Northeastern’s aerospace program in Seattle takes off, includes dozens of industry site visits

Lecturer Bruce Marmont, a flight instructor and former Boeing employee, teaches Introduction to Flight at Northeastern’s Seattle Campus. Photo by Alyssa Stone/Northeastern University

SEATTLEEthan Edelstein, a third-year mechanical engineering student at Northeastern, has had a fascination with outer space ever since he was young. Naturally, he took that curiosity with him to college.

“I always wanted to go into aerospace even before college,” Edelstein says. 

Edelstein is one of several dozen engineering students who signed up for a new Northeastern summer residency program cooked up on the university’s Seattle campus. The eight-week residency is a core part of a novel aerospace minor in the College of Engineering that launched in the fall of 2021.

Edelstein says the aerospace program is rigorous with “a lot of high-level course work.” The Seattle-based residency, designed in collaboration by the College of Engineering, the Global Experience Office, and the Seattle campus, offers a mix of introductory classes and co-curricular, aerospace-themed trips to various industry sites, such as the Museum of Flight and Jeff Bezos’ Blue Origin, among others.

Lecturer Bruce Marmont, a flight instructor and former Boeing employee, teaches “Introduction to Flight” at Northeastern’s Seattle campus. Photo by Alyssa Stone/Northeastern University

These site visits are a selling point for students interested in exploring some of Seattle’s engineering and tech destinations, making contact with industry while they decide on whether to take on the minor, Rochelle Rapaszky, assistant director of mobility programs based in Seattle, says. The Pacific Northwestern city is a major tech hub, where giants such as Amazon and Microsoft have set up home bases and attracted countless aspiring entrepreneurs and graduates eager to work for some of the world’s most innovative companies.

It’s also the city where Boeing was founded, essentially launching the aerospace industry. For the last decade or so, Seattle has been one of the fastest-growing cities in the country—and Northeastern has positioned itself in the region to help fill an ever-expanding workforce pipeline of tech jobs.  

That’s why a cadre of Northeastern students from the Boston campus flew across the country to go hands-on with industry professionals during the summer residency. True to Northeastern’s experiential learning model, the site visits give students the ability to directly connect what they learn in the classroom with ongoing, real-world advancements.

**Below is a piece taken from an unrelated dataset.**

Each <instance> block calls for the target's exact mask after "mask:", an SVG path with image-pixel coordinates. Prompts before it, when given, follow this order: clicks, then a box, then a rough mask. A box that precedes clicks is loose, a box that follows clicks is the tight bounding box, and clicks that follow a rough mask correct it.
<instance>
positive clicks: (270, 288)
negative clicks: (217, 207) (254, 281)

And, Rapaszky says, the effort to establish relationships with the Seattle-based aerospace sector has helped to expand Northeastern’s profile of regional partners at a time when it continues to look to grow its presence on the West Coast.   

“In five years, if this turned into a year-long program, that would be great,” Rapaszky says of the aerospace residency. 

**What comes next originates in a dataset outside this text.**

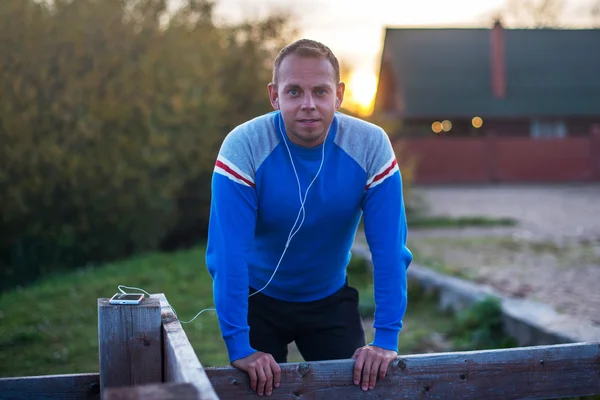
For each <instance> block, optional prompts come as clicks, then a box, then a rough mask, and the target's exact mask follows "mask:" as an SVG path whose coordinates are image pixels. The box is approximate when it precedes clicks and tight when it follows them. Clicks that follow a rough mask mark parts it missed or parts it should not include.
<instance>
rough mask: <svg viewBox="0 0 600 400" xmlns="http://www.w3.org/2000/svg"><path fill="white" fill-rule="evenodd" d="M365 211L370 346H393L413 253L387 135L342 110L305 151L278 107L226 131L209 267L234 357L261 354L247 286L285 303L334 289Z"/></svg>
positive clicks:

Jaidah Morales, a third-year mechanical engineering student, says the residency has been a great way to explore different engineering topics—and to hear from numerous practitioners in the field. 

“Knowing that I don’t have to be on that required path, that I don’t have to necessarily take engineering the way it’s given to me—it’s just really interesting to find out from all these different speakers,” she says. 

Bruce Mamont, a lecturer in the College of Engineering, who teaches “Introduction to Flight,” says his students are a diverse group. Most are mechanical engineering majors who, he says, will be vying for private sector work. Others are there because they’re intellectually curious.

“That makes it a little more interesting for me, because that was my ambition as an undergraduate,” says Mamont, who teaches—as part of the course—topics on aerodynamics, aircraft performance, structures, propulsion and control theory.  

So far, only several students partaking in the residency have declared the aerospace minor. One of those students is Shaked Lotem, a fourth-year mechanical engineering student, who jumped at the opportunity to enroll. 

“I switched my schedule around to make sure I could fit this in,” he says. “Being able both to see the different guest lectures that they bring in and also all of the excursions that we’ve been going on … is a big part of the experience.”

Living in Cornish Commons, a five-minute walk from Northeastern’s growing campus, Lotem says he also enjoys just “being in Seattle—a very young, modern city.”

“It’s great to just go and wander and see everything,” he says. 

But Lotem is not only content to explore Seattle. It would be a dream, Lotem says, to work for NASA or SpaceX, ultimately so that he can contribute to humanity’s exploration and colonization of the moon, Mars and beyond.